Another report confirms that Washington has enjoyed a remarkably strong economy coming out of the recession a decade ago. This isn’t news, we acknowledge, but the story merits our attention. Pew reports,

The constant annual growth rate for each state’s aggregate, inflation-adjusted personal income since the fourth quarter of 2007 (when the 2007-09 recession began) to the third quarter of 2019 shows:

  • North Dakota has experienced the strongest annualized growth (3.5 percent) since the start of the recession. Its biggest gains occurred after new fracking technology led to an oil boom shortly before the Great Recession began, and more recently, growth has fluctuated with the price of oil.
  • The next-largest growth rates since late 2007 were concentrated in the West: Utah (3.3 percent), Washington (3.2 percent), Colorado and Texas (both 3 percent), California (2.8 percent), and Idaho and Oregon (both 2.7 percent).

The report clarifies what’s being measured.

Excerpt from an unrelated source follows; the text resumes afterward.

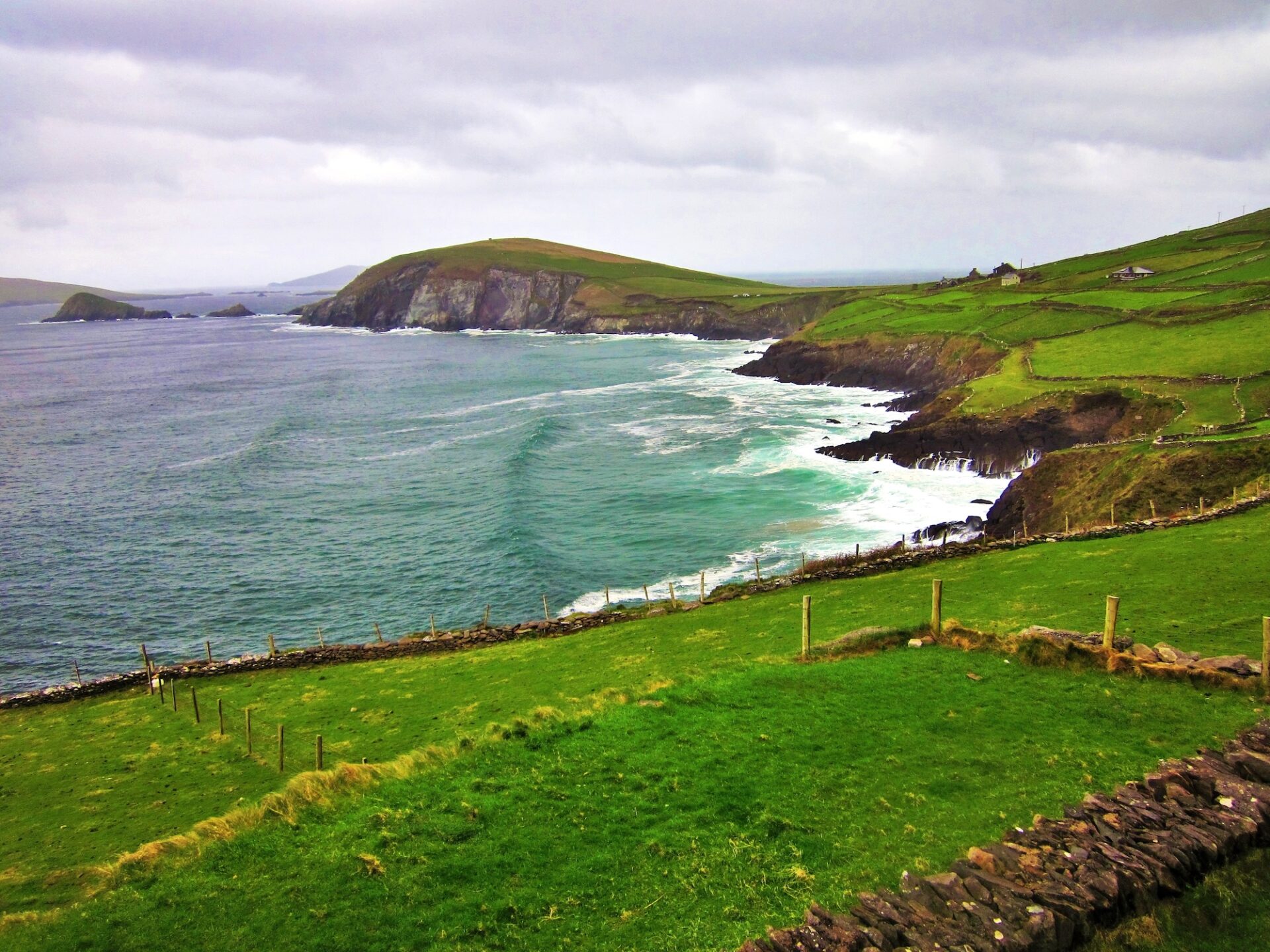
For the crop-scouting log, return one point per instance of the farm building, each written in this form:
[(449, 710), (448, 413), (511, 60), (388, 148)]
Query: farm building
[(1130, 273)]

Personal income sums up residents’ paychecks, Social Security benefits, employers’ contributions to retirement plans and health insurance, income from rent and other property, and benefits from public assistance programs such as Medicare and Medicaid, among other items. Personal income excludes capital gains…

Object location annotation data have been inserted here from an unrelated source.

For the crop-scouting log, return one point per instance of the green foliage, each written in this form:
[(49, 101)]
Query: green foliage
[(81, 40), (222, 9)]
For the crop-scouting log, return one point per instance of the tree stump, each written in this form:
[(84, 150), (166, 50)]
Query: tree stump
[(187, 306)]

Growth in personal income should not be interpreted solely as wage growth; wages and salaries account for about half of U.S. personal income. Likewise, growth in total state personal income should not be seen as a measure of how much the income of average residents has changed. Other measures should be used to approximate income growth for individuals, such as state personal income per capita or household income based on different data.

Washington also saw strong PI growth in the past year.

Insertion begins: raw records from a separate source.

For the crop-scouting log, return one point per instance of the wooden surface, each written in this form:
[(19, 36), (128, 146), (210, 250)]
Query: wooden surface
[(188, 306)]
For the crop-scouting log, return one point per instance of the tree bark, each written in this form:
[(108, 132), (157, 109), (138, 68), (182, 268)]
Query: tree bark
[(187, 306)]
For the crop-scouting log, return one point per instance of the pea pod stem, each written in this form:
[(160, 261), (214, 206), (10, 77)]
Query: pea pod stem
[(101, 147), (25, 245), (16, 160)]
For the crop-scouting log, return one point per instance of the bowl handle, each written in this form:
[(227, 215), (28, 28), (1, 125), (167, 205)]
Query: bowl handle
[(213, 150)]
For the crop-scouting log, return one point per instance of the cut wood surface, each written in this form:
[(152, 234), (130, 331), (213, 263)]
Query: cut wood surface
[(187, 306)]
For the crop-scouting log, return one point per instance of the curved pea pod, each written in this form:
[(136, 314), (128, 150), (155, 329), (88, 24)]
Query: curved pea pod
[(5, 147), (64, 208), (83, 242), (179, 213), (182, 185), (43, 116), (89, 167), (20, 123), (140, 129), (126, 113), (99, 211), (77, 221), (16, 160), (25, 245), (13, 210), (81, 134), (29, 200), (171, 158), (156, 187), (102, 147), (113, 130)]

Midwestern and Western states recorded most of the strongest gains. Those with the strongest growth over the past year include Iowa (4.6 percent), Idaho (4.3 percent), Utah (4.2 percent), South Dakota (3.9 percent), North Dakota and Washington (both 3.8 percent), Arizona and California (both 3.6 percent), Colorado (3.5 percent), and Arkansas, New Mexico, and Texas (3.3 percent).

So this Seattle Times story by Paul Roberts caught our attention.

It’s the kind of statistic that gets attention in a fast-growing region like the Seattle area: On Wednesday, the U.S. Bureau of Labor Statistics (BLS) reported that average wages and salaries in the area grew only about half as fast as the nation as a whole last year.

That’s inconsistent with yesterday’s Geek Wire story reporting that Seattle boasted the nation’s second highest metro wage growth in Q4, albeit from a different data source. As Roberts reports, the BLS numbers puzzle local economists.

Scott Bailey, a regional economist with the state Employment Security Department, says he and other state economists have been watching the BLS data closely over the last year, but haven’t seen a similar decline in either the state’s own jobs data or in other federal data related to the job market in the Seattle area.

To the contrary, state data shows that the average wage in the Seattle area — which the BLS defines as King, Snohomish, Pierce, Island, Kitsap, Lewis, Mason, Skagit, Snohomish and Thurston counties — was $81,564 in the third quarter of 2019, the latest period available, or 7.6% higher than the same quarter in 2018, Bailey said.


Plus, the region added lots of jobs in high-wage sectors, such as software and information services, which would tend to push up wages, Bailey said. He suggested that the BLS data “should be viewed with caution.”

Matthew Gardner, chief economist at Windermere Real Estate, agrees.

The BLS numbers “just don’t jibe” with the region’s tight labor market, he said, or with what he is hearing from local employers, many of which have spent the last several months facing workers who are saying “give me a pay raise or I’m going somewhere else.”